The three presses are Speedmaster XL 105s, one 12- and two ten-colour machines and these will be called off in stages, the first next March, the second in March 2012. The timing of the third has not yet been specified. This order will complete the transformation of the pressroom at the 160,000 sq ft factor in Dunston, near Basildon, from an all SM 102 long perector operation to one which will have five XL 105s and one or two SM 102s.
It will be no surprise to anyone who knows The Anton Group that the presses are highly specified, each ordered with CutStar, Autoplate XL and Inpress Control. These were specified for the first two XL 105s the company took and each has been producing 50-60 million sheets a year.
“Inpress Control is fantastic,” says Gary. “It should be on all presses for faster makeready with least waste. It scans and measures every 16th sheet and keeps the colour and dot gain in line all the time. With the requirement today for ISO 12647 colour standards, a demand we get daily, and clients frequently doing on site audits it is a critical tool enabling us to work to the optimum quality.
“Im equally enthusiastic about Autoplate XL. Our second XL 105-12-P produced 300 different posters with an average run of 1,000 in 72 hours. No operator could change ten plates on a press at that speed. With Autoplate XL makeready now takes five to ten minutes, manually it would be 20-25 minutes.”

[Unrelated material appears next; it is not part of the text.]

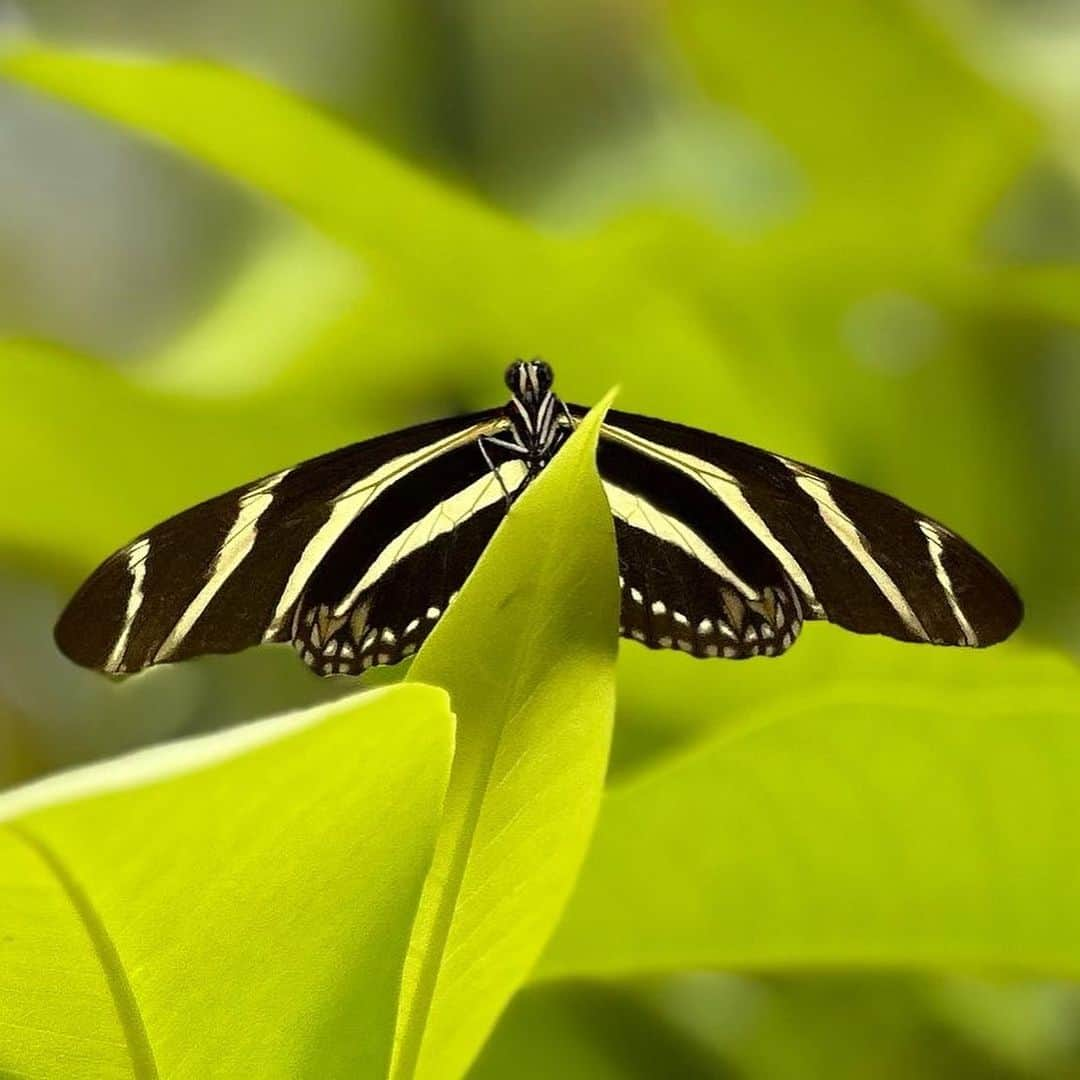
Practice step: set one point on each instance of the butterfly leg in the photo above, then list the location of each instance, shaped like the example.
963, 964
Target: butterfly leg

The presses have to be well maintained (Inpress Control helps here as well) and Anton is a convert to service contracts and says that Heidelbergs response, engineering expertise and quick fix philosophy is one of the fundamental reasons it remains loyal to the company.
“There is mutual respect and commitment between our two companies and that stops us having to have more than a watching brief on other press suppliers. There is no one close to Heidelberg right now,” says Gary Knight.

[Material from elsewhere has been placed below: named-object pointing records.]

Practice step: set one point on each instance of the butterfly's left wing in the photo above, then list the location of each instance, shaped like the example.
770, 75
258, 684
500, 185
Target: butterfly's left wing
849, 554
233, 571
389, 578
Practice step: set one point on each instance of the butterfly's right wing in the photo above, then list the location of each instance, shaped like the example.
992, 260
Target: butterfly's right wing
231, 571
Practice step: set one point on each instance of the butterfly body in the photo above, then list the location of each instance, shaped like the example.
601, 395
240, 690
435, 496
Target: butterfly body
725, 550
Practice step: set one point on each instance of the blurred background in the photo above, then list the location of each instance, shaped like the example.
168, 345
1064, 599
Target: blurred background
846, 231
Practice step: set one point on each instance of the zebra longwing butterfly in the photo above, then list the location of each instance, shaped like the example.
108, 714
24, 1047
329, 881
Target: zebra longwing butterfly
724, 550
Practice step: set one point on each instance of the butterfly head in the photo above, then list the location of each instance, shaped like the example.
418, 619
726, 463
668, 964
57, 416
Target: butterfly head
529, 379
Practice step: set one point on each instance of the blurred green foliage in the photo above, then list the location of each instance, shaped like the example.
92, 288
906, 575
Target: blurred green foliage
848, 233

Arriving long before the presses, probably in July, is Antons 14th folder and its second KH 82 combination machine. “With XL technology Heidelberg has stepped up production by 40 or 45% and this type of productivity increase is matched with this latest generation folder. We have seen the difference it makes and weve come back for another. To print we need one machine but most work goes through three or more finishing processes and that is why our bindery has a high volume of high output equipment running 24/7 week in, week out,” says Gary.
“Everyone has found market conditions challenging but we are being positive and moving forward. We have a lot of customer loyalty and were delivering quality goods to tight deadlines all the time but to do that and run efficiently we need the right technology. Thats why were on the Heidelberg stand today.”